Tuesday 14 October 2008

The stark reality of it all.

It hit me this morning as to why I have gotten down these last few days. It was that knock at the door and as I opened it a rather drowned looking postman was stood with a letter in his hand. "Does Kathryn Kelly live here?" he asked I replied "yep she does" and then we went onto saying how bad the weather was as he handed me my letter. Inside was the documents I requested from the deed poll section in the UK and then it all came flooding to me. This is it, I thought and my heart started to race. The dreams I have had for all these years are finally becoming reality, but what if I wanted to carry on living that dream?, what if I was to wake up in the morning and this was all really a bad nightmare? can i really cope with what could be a very lonely life in addition to the one I already have?
These were questions that have been and still are flooding through my head about a fantasy turning into reality. Will there be a happily ever after for me or will I still be see as the Ogre that everybody hates and wants to harm?

Right now I am confused as to what is really best. I have no real friends here and those that I have are only holding on because they think that this is a passing phase of my life.

2 comments:

Debbie K said...

Dear Katey
My heart goes out to you my friend.

You are making huge changes to your life, you are entitled to feel frightened & uncertain.
Go at the pace that suits you.
Change only what you feel you have to. Just keep taking little steps. Gradually pushing your boundaries. Try not to bottle things up. Keep talking to someone.

Transitioning is no miracle cure.
I only transitioned because I had no other option. GD dominated my every thought, destroyed my concentration. Depression nearly killed me. Anti-depressants turned me into a zombie. I simply ceased to function as a human being. I could not feel my emotions. When I calmly planned my own suicide I realised I needed to make changes. I needed to face my fears.

Until we begin to accept /like ourselves we struggle to make friends.

I had zero confidence, no self belief. If my transition failed I had no where else to go. I could easily & in fact probably, have swapped one lot of problems for a whole lot more. If you do not have your health you have nothing. I have no regrets even if I fail. I now know my truth.

May be try & visualise where you see yourself in 5 years time, if you do not transition. Then imagine where you could be if you do. It is all about finding a balance to your life.
Transitioning does not have to be the only answer. It has to be right for you.

I am happier than I have ever been in my entire life. It is in the end a leap of faith for us.
I never ever imagined some one as shy & anxious as I, could ever survive this life but I have. A miracle happened. I have discovered a self belief I would never have dared dream possible.

I am still vulnerable, still anxious but I have peace in my heart & my mind. It has taken me as long as it takes to get here. I still have a long way to go. I have gone backwards side ways, frozen in a pit of self pity, you name it.
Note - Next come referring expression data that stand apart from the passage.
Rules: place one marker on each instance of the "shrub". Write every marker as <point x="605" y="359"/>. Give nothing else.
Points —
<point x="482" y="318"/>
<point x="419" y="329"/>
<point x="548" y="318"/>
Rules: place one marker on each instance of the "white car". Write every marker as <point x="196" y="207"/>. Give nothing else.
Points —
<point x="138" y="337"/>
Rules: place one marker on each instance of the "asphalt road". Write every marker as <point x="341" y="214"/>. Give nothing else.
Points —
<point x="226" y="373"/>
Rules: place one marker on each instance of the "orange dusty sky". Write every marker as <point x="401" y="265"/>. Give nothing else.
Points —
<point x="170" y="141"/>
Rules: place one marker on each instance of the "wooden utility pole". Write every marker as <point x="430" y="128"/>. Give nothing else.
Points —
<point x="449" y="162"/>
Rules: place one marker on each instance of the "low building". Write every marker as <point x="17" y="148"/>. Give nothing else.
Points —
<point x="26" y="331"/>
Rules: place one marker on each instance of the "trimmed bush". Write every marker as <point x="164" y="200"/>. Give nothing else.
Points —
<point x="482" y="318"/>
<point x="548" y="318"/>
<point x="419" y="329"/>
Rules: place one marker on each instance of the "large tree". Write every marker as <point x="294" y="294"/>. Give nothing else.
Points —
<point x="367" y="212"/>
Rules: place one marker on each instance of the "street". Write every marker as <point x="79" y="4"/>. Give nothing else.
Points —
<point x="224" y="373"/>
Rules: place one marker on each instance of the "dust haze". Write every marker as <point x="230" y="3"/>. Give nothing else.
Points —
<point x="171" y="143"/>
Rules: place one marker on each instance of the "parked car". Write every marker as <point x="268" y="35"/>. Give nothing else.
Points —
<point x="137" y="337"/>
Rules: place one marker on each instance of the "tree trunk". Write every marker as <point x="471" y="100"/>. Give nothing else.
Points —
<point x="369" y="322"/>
My humble point is I only transitioned when I was ready & I too was frightened.

Love
Debbie

Lucie G said...

As ever Debbie has covered it all, I would say there is no right or wrong path and don't feel you have to take one path. You can pause, detour or carry on if you so wish.

It is only human to feel nerves at such a time. Find some good people to talk to.

I have no agenda. My only wish is that you find happiness.